Stocks were flat to slightly lower on Tuesday as tech slipped, banks fell and the economy showed that a recovery could be slow in coming. Banks again were in focus as major institutions reacted to stress test results released last week. Read and listen to what the experts had to say...
'Credit Markets are Thawing'
John Lonski at Moody’s Investors Service said he’s been seeing quite a jump in corporate bond issuance for both banks and non-banks, implying that "credit markets are thawing out at a faster pace."
Bank Nationalization Unlikely
“The systemic risk that banks will all be nationalized has gone off the table,” said David Dietze at Point view Financial Services. He said the fact that banks can raise capital privately indicates that they’re at a healthier stage.

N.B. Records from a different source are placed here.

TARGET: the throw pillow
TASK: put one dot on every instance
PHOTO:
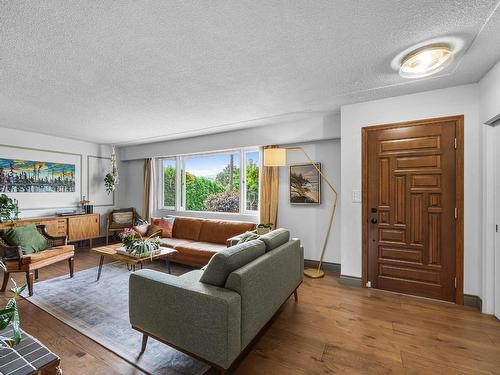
(165, 224)
(142, 229)
(229, 260)
(248, 236)
(26, 236)
(275, 238)
(123, 217)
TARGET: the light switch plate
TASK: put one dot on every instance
(356, 196)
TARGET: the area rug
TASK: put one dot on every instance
(99, 310)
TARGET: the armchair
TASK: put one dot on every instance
(113, 226)
(16, 261)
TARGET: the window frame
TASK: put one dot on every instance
(161, 188)
(180, 182)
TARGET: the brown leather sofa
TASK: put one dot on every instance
(197, 240)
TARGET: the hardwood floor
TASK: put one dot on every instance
(332, 329)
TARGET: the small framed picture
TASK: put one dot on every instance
(305, 184)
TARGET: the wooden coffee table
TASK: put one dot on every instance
(111, 253)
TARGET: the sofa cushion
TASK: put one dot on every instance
(26, 236)
(247, 236)
(218, 231)
(173, 242)
(165, 224)
(46, 254)
(199, 248)
(187, 227)
(275, 238)
(192, 276)
(230, 259)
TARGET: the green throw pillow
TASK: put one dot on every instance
(248, 236)
(26, 236)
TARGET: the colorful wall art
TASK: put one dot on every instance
(27, 176)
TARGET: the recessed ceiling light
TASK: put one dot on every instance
(426, 61)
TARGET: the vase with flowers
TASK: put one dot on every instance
(137, 246)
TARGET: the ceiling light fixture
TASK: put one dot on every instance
(426, 60)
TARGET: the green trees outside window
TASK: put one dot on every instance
(212, 182)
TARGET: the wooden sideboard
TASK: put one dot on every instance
(76, 227)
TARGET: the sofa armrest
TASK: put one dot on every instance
(234, 240)
(201, 319)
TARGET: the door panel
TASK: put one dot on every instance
(411, 195)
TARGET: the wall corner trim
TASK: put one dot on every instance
(350, 281)
(473, 301)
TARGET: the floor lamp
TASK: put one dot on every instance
(276, 157)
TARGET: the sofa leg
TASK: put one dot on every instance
(71, 262)
(6, 276)
(144, 342)
(29, 280)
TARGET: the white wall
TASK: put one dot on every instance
(489, 107)
(304, 130)
(438, 103)
(309, 223)
(12, 137)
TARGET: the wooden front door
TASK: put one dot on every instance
(411, 207)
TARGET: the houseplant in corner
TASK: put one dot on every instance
(9, 315)
(9, 209)
(137, 246)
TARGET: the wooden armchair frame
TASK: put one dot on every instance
(12, 256)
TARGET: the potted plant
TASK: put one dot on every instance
(9, 209)
(111, 178)
(9, 315)
(264, 228)
(137, 246)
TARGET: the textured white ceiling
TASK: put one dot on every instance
(135, 71)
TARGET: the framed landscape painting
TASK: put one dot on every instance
(305, 184)
(40, 179)
(32, 176)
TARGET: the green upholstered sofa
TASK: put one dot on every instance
(215, 319)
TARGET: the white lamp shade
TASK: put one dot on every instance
(275, 157)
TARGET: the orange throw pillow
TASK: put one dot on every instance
(165, 224)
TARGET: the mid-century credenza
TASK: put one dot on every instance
(76, 227)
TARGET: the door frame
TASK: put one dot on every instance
(459, 195)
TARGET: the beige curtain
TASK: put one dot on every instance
(269, 194)
(149, 197)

European Banks: The Next Shoe to Drop
Paul Britton of Capstone said the European version of the bank stress tests have been announced “slightly behind the ball game,” and that it concerns him. He said the Austrian, Spanish and Scandinavian banks have huge amounts of exposure and "will be the next shoe to drop."
Investment Banks 'Don't Work'
Former Bear Stearns executive committee chairman Alan 'Ace' Greenberg said the investment bank model doesn’t work anymore. “It’s gone and it won’t come back,” he said. He expects more firms to participate in mergers and acquisitions.
Financials: 'Out From the Abyss'
Robert Barbera of ITG said financial stocks are still “wildly depressed,” but they are “out from the abyss.”Although the type of recovery for banks and the economy is still unknown, he said the U.S. has seen a lot of improvement.
Housing Stimulus Plan Doesn't Help
David Tobin of Mission Capital Advisors said the housing market is still “really thin” for homeowners looking to purchase a house or refinance an existing mortgage. He said the stimulus plan is only helping those who need the least help, as it largely caters to consumers with perfect credit, who are not over-leveraged and haven’t gotten involved in riskier mortgages.
Credit Card Company Crackdown
Susanna Montezemolo at the Center for Responsible Lending said credit card companies have been abusing customers for ages and this new legislation will set a “fair playing field so that consumers can get what they want.” Meanwhile, attorney Jacob Huebert said credit card companies should be able to raise rates if level of risk changes.
Infrastructure Spending & The Economy
Janet Kavinoky, director of transportation at the Chamber of Commerce, said the renewable energy field is creating good startup jobs for the economy. She said although there is much work needed across the board, the most under-funded is water infrastructures.